Gingerbread Cake
This moist and flavorful gingerbread cake is perfect for the holiday season or any time you crave a warm, spiced dessert. Topped with a light glaze or served plain, it’s a delightful treat that will fill your home with the aroma of ginger and spices. With reduced brown sugar, it strikes a perfect balance of sweetness and spice.
Preheat your oven to 350°F (175°C). Grease and flour a 9x13 inch baking pan. In a large mixing bowl, combine 2 cups of all-purpose flour, 1 teaspoon of baking soda, 1 teaspoon of ground ginger, 1 teaspoon of ground cinnamon, 1/2 teaspoon of ground nutmeg, and 1/2 teaspoon of salt.
In another bowl, cream together 1/2 cup of unsalted butter and 3/4 cup of brown sugar until light and fluffy.

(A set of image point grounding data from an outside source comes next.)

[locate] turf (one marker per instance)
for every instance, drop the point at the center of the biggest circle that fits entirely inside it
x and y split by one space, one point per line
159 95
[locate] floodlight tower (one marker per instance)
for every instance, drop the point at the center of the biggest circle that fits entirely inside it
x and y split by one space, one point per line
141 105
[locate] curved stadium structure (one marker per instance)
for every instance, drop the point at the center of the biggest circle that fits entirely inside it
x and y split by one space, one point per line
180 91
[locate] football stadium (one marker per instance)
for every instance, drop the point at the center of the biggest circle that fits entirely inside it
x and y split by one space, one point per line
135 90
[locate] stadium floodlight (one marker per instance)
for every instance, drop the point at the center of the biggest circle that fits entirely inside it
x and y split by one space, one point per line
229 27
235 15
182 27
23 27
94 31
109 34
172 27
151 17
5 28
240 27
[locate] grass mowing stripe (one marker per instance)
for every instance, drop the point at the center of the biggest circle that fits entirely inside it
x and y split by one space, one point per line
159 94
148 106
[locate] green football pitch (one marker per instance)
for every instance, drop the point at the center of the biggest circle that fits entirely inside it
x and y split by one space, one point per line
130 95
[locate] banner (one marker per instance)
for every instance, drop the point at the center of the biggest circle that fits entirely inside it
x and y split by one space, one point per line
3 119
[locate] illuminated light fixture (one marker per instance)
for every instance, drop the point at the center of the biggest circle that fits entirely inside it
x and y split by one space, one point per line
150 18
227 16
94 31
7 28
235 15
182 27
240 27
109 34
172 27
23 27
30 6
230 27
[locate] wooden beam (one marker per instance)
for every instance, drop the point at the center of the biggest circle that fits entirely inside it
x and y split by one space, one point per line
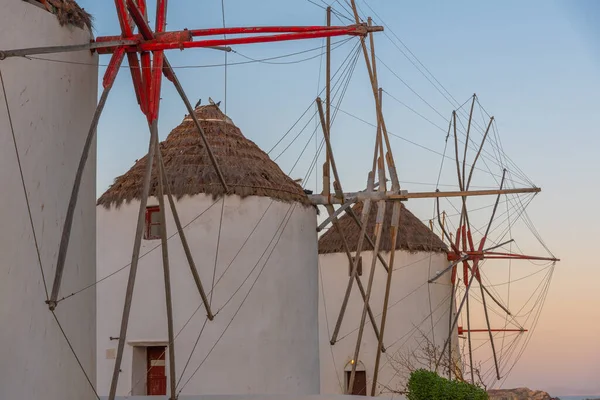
404 195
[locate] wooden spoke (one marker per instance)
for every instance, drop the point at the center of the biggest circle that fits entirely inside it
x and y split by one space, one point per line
134 259
114 66
184 242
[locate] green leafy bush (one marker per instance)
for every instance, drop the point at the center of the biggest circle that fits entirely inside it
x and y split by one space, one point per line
427 385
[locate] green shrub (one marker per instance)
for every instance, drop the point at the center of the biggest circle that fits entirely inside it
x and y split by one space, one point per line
427 385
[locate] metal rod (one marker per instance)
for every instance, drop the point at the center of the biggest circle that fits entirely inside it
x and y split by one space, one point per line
328 78
177 44
335 214
184 243
134 259
448 268
498 245
365 218
361 327
495 330
450 330
361 196
167 274
329 148
479 153
372 71
115 62
394 233
30 51
455 320
467 140
476 273
469 342
351 261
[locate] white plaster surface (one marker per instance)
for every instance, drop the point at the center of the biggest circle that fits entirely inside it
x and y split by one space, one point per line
409 307
51 105
271 347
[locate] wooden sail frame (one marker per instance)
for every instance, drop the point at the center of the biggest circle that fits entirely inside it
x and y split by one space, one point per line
147 74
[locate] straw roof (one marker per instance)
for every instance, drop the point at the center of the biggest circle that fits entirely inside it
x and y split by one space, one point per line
68 12
247 169
413 235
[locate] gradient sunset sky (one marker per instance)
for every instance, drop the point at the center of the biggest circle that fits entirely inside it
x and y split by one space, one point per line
534 65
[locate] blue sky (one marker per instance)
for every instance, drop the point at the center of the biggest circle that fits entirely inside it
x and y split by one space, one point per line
534 65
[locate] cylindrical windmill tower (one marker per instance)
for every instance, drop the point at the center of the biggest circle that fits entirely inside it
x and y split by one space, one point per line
418 312
255 250
45 112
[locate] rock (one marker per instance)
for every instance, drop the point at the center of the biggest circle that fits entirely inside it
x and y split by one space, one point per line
519 394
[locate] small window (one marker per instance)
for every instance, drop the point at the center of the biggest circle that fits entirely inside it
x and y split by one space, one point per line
152 230
359 267
359 388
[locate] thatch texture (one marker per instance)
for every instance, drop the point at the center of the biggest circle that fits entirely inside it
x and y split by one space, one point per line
413 235
68 12
247 169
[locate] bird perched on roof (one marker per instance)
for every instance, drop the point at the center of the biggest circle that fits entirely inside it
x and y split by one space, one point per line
213 103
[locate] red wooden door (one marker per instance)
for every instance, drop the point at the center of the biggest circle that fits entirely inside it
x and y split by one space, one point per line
157 377
360 383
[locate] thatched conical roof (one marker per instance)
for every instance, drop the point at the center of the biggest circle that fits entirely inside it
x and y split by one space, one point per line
247 169
68 12
413 235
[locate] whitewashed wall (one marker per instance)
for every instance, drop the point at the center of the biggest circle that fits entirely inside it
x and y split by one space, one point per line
272 344
409 307
51 105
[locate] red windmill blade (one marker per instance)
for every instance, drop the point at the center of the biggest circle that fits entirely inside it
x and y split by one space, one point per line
147 64
463 251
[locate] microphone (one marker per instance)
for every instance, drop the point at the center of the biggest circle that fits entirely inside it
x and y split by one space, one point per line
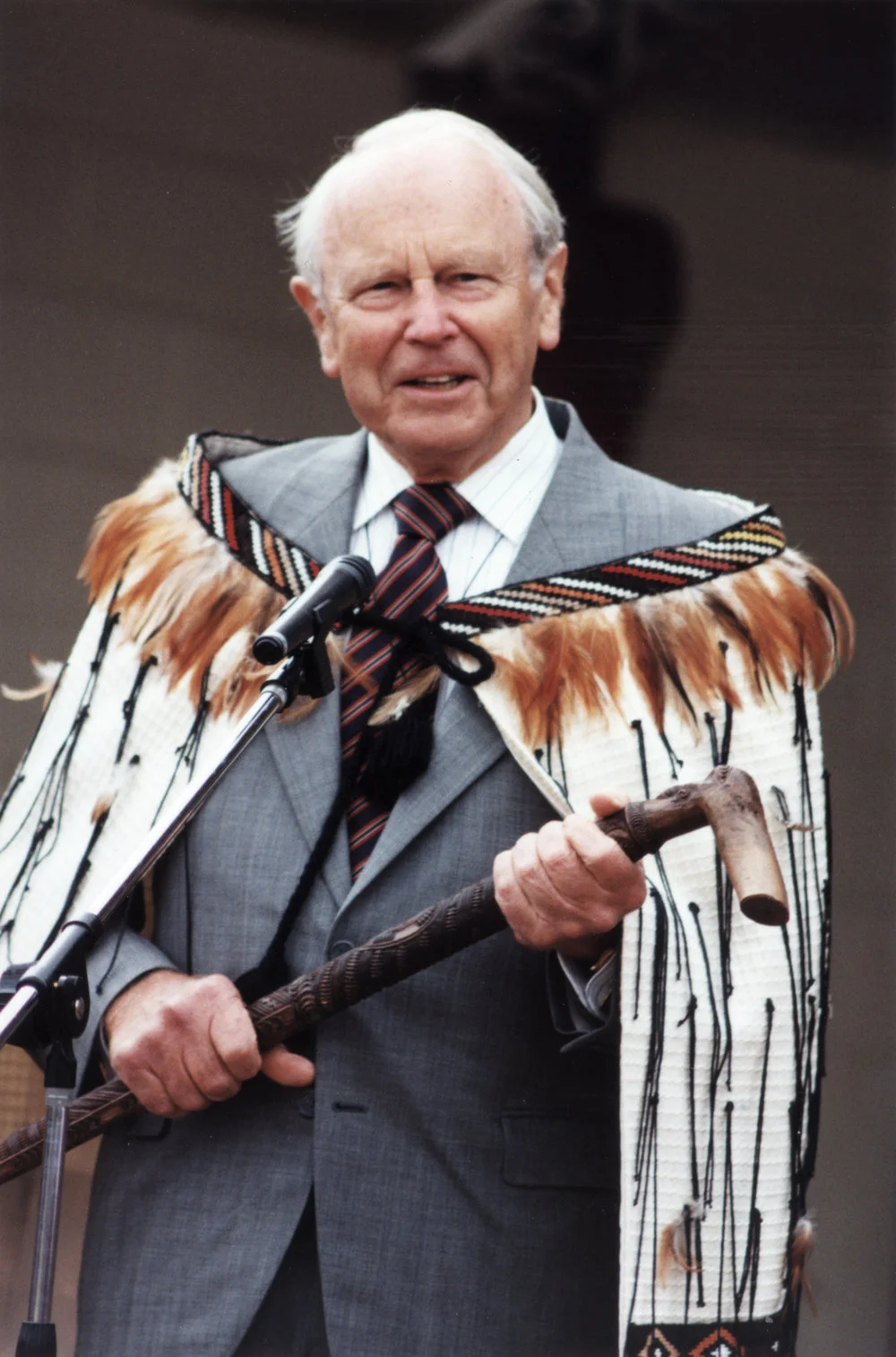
340 585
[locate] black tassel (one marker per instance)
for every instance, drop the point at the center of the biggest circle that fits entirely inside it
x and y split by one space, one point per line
398 752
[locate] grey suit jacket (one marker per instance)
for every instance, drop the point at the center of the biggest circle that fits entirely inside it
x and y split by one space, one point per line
465 1169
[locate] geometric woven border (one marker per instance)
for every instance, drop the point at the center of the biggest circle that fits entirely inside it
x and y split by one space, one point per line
659 570
290 569
267 554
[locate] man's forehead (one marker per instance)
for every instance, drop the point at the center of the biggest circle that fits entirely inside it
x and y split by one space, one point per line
449 201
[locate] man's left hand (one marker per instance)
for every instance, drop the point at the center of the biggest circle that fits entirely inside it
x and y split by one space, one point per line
570 884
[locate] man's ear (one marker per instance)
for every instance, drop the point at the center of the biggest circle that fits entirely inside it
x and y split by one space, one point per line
552 295
306 298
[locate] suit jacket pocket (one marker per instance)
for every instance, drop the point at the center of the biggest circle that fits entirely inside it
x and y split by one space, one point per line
542 1150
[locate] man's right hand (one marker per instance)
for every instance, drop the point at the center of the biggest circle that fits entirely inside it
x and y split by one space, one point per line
180 1042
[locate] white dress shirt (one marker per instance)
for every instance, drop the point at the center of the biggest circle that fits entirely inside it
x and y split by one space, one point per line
476 557
504 491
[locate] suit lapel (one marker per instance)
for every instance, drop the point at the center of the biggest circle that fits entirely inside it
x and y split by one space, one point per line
581 506
309 497
578 523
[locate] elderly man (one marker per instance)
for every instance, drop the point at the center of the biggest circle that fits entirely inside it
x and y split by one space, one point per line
444 1178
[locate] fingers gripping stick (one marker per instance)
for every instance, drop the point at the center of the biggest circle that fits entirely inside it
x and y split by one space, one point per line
728 801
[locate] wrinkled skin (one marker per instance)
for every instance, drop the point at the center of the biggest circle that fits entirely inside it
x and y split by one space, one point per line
431 321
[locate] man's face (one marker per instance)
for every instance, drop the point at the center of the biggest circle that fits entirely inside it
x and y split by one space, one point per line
430 315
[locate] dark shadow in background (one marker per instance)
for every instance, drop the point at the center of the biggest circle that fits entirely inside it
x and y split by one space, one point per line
712 337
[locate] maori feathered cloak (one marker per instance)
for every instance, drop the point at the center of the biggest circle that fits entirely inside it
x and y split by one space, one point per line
632 673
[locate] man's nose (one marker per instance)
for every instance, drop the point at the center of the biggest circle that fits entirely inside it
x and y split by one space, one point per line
430 319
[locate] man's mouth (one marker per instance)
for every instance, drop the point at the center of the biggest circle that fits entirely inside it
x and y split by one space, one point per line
446 383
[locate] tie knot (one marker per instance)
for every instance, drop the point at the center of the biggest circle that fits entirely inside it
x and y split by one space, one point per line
430 511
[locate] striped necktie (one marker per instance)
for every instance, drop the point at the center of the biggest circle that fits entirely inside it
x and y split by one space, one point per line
409 588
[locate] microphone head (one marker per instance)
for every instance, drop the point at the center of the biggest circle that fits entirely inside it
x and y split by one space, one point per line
341 585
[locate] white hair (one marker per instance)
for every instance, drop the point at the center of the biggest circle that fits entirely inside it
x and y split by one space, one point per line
301 226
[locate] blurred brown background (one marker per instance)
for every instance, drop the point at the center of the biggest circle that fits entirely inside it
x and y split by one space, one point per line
727 171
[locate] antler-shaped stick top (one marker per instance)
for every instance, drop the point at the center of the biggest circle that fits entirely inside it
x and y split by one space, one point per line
728 801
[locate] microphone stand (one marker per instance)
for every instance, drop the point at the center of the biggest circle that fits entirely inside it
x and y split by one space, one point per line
50 999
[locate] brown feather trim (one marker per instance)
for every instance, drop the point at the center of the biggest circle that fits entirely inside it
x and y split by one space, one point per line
183 596
189 601
784 618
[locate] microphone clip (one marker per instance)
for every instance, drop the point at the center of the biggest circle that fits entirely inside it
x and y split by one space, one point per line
306 672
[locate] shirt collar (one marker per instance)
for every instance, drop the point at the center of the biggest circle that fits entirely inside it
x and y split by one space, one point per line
487 488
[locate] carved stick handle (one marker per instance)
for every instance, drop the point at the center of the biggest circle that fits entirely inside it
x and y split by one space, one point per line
728 800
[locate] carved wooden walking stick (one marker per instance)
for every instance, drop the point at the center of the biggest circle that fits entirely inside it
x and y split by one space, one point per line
728 801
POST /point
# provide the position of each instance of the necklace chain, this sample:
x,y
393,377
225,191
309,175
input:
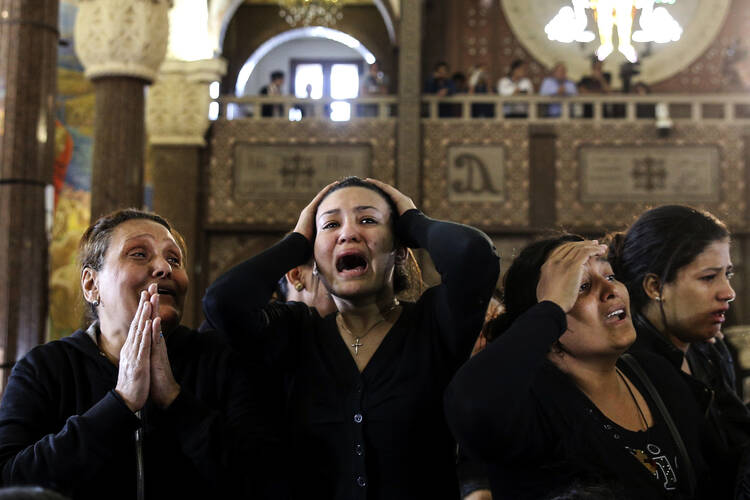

Add 2 large eggs, one at a time, mixing well after each addition. Stir in 1/2 cup of unsulfured molasses and 1 cup of hot water until well combined.
Gradually add the dry ingredients to the wet ingredients, mixing until just combined. Pour the batter into the prepared baking pan and smooth the top with a spatula.
Bake in the preheated oven for 30-35 minutes, or until a toothpick inserted into the center comes out clean.
Allow the cake to cool in the pan for 10 minutes before transferring it to a wire rack to cool completely.
Once cooled, you can serve the cake plain or drizzle with a simple glaze made from powdered sugar and water.